Elle avait un débit rapide et déterminé.
— Nous comprendre ?
— Émotionnellement parlant, a-t-elle répondu succinctement.
J’ai passé la tête par la porte que j’avais laissée ouverte, pour jeter un coup d’œil dans la cuisine. Une vapeur blanche de bon aloi s’élevait de la casserole, et Abbado conduisait toujours La Pie voleuse de main de maître.
— Écoutez, excusez-moi, mais je suis en train de faire cuire des spaghettis, ils sont presque prêts, et si je parle dix minutes avec vous ils seront fichus. Est-ce que je peux raccrocher maintenant ?
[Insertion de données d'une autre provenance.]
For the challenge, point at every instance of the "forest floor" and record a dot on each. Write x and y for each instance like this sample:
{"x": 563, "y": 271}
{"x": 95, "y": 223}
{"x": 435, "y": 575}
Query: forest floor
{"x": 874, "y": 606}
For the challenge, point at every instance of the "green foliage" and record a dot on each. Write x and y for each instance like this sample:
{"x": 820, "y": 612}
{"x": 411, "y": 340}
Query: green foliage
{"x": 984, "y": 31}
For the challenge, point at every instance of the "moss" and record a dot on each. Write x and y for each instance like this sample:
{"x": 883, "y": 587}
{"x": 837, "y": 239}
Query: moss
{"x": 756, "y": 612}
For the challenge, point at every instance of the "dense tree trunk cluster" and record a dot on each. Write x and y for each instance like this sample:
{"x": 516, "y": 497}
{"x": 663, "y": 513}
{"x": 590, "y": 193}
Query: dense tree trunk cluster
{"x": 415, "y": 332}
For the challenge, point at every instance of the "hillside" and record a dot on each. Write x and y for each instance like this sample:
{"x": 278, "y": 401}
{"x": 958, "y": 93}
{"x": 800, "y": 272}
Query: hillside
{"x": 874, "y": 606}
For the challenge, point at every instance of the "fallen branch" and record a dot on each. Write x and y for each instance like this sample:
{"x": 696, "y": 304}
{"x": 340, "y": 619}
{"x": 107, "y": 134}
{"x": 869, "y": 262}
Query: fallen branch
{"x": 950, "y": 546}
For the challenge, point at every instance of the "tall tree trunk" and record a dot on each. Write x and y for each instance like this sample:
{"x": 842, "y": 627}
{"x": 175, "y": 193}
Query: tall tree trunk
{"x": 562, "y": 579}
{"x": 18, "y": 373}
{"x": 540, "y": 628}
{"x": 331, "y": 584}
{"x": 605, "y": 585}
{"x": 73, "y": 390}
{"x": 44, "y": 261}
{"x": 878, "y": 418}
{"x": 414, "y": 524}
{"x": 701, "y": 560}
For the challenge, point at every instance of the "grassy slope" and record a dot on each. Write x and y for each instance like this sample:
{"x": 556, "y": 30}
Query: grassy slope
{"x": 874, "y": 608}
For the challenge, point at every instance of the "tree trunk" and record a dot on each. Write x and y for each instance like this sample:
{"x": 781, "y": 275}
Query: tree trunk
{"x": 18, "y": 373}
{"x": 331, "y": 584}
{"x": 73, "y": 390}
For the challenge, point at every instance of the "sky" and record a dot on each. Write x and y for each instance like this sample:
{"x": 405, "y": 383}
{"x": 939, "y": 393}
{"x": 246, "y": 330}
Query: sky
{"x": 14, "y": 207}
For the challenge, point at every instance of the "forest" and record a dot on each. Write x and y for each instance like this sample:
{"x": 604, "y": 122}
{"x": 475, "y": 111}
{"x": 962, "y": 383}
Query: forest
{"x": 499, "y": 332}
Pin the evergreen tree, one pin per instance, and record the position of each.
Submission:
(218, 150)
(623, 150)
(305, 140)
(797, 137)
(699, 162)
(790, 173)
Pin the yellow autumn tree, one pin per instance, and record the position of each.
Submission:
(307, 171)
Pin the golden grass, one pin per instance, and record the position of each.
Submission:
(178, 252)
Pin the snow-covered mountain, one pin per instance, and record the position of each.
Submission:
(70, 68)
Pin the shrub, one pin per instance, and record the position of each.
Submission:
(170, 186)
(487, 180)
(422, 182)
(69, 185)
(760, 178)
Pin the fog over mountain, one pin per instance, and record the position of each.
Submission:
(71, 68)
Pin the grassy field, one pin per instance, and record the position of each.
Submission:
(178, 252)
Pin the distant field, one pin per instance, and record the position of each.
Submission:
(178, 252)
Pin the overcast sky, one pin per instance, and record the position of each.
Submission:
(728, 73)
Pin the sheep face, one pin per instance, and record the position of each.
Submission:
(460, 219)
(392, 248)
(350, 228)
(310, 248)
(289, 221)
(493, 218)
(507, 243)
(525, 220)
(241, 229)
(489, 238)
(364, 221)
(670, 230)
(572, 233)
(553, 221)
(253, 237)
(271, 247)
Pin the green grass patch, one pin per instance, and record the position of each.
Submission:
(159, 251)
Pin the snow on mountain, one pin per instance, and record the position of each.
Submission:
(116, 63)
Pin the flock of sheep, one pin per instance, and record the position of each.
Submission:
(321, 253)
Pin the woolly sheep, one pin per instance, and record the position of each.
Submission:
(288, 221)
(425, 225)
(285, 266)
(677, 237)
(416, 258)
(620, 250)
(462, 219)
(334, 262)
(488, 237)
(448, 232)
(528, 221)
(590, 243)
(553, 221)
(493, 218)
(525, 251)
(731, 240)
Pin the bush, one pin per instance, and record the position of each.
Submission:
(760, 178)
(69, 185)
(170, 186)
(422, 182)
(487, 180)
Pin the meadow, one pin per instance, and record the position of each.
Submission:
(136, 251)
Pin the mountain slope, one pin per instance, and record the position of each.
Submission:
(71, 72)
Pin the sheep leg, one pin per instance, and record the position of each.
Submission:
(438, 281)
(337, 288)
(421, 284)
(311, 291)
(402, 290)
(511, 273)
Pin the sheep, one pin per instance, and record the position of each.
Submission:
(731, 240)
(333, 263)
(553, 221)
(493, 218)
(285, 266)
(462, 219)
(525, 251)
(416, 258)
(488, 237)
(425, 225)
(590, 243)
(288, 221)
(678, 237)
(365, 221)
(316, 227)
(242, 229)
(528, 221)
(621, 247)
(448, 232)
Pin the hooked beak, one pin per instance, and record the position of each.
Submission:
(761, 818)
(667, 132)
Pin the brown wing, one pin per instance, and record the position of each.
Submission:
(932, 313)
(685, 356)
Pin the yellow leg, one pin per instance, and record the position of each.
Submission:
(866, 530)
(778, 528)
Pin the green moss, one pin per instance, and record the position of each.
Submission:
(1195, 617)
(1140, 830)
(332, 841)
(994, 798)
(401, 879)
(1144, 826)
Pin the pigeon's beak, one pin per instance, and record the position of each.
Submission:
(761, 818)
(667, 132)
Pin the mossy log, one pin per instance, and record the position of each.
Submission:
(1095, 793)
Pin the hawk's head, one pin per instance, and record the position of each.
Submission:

— Des spaghettis ? s’est exclamée la femme d’un ton stupéfait. Mais il est dix heures du matin ! Pourquoi faites-vous des spaghettis à dix heures et demie du matin ? C’est un peu bizarre, non ?
— Bizarre ou pas, ça ne vous regarde pas. J’ai pratiquement sauté le petit déjeuner et maintenant j’ai faim. Donc je me fais cuire ces spaghettis dans l’intention de les manger. J’ai le droit de manger ce que je veux à l’heure que je veux, non ?
— Oui, oui, bien sûr, pas de problème. Bon, eh bien, je raccroche alors, a répondu la femme d’une voix sirupeuse. (Une voix étrange. Au moindre changement émotionnel, son ton s’altérait du tout au tout, comme si on avait tourné un bouton de fréquence.) Je vous rappellerai une autre fois.
— Attendez, ai-je dit très vite. Si vous essayez de me vendre quelque chose, vous aurez beau rappeler dix fois, le résultat sera le même : je suis au chômage, je n’ai pas les moyens d’acheter quoi que ce soit.
— Je sais, ne vous en faites pas, a dit la femme.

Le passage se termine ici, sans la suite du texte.